Saturday, July 16, 2005

peak oil - the big flip

Oil has peaked just about everywhere. Quick - on to the consequences.

Liquefied gas fills gap left by North Sea decline
THE first cargo of liquefied natural gas (LNG) arrives in the Thames Estuary this morning and will be the start of many shipments of gas from Algeria that will help to replace Britain’s declining North Sea gas reserves.
The Berge Arzew, a third of a kilometre long, will moor at the Isle of Grain, Kent, and begin to pump 138,000 cubic metres of LNG into National Grid Transco’s new LNG terminal.

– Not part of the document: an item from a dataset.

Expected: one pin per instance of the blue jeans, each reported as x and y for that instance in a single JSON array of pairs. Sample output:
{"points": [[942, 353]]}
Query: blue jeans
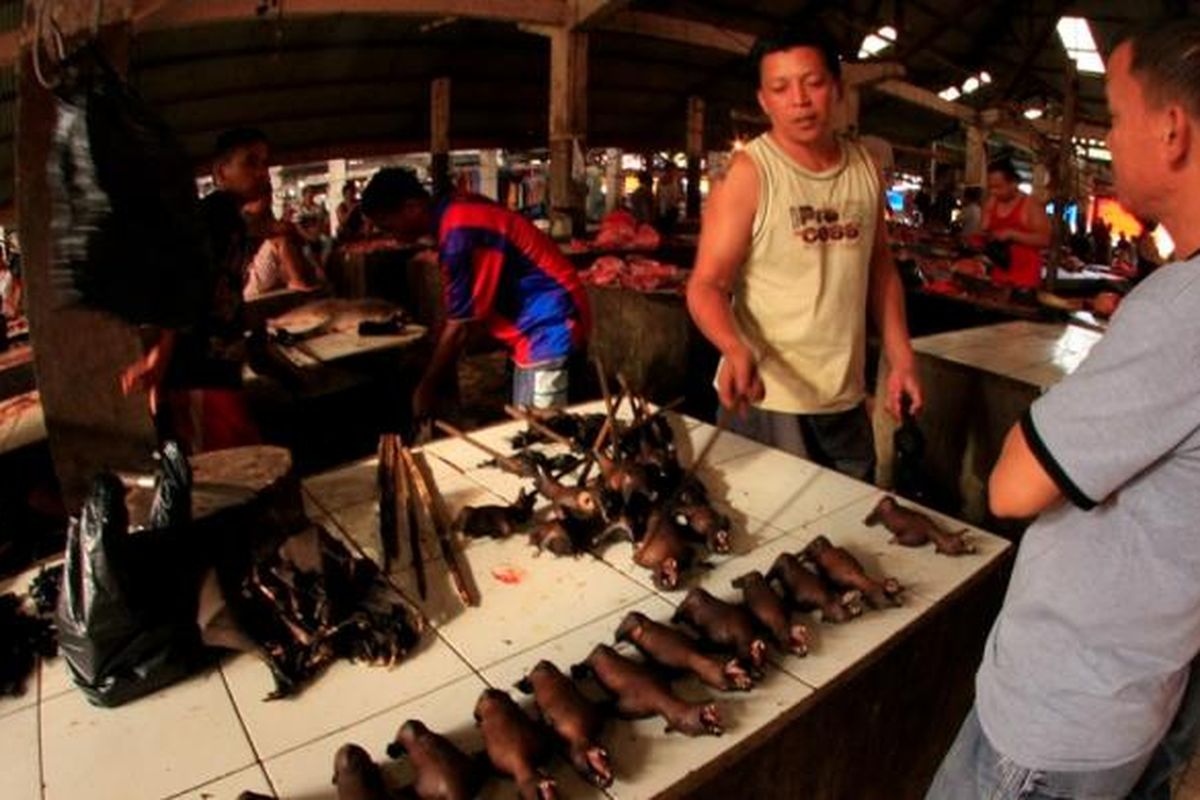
{"points": [[1174, 753], [975, 770], [544, 385]]}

Better yet, Britain snuck this load out from under the United States. Read the article: Volatility to follow. Oh yeah? So the North Sea peaks. Britain now needs to import energy, and the powers that be aren't making any more oil on timescales that matter to humans.

It will be interesting to see how many natural gas ports at dollars a million by 500 plus can be built, and whether after having completed said ports, they'll even have ships docking at them. Algeria, the source for the gas in the article above, had a big blowup at an LNG gassification facility over a year ago. LNG trade should prove the most disruptable in a volatile world.

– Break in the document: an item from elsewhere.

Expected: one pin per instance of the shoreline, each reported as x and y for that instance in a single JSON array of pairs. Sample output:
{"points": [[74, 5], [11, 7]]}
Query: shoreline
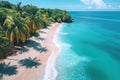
{"points": [[42, 51], [50, 68]]}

But maybe we should do LNG to save the oceans:

Warmer oceans may be killing West Coast marine life
Coastal ocean temperatures are 2 to 5 degrees above normal, apparently caused by a lack of upwelling — a process that brings cold, nutrient-rich water to the surface and jump-starts the marine food chain. Upwelling fuels algae and shrimplike krill populations that feed small fish, which provide an important food source for a variety of sea life, from salmon to sea birds and marine mammals.

What in the heck could cool down the oceans? How about a LNG De-Gassification terminal, say, 10 miles offshore, sucking in the warm water and spitting out 100 million gallons of ice water a day?

Behold, the future. Attacking dilemmas with problems.

The salmon are in heaven, with a million tiny halos, and they are judging us.

Without salmon around, I expect shrimp to start growing to the size of Enron executives. Look what happened to those stupid rodents when the dinosaurs died.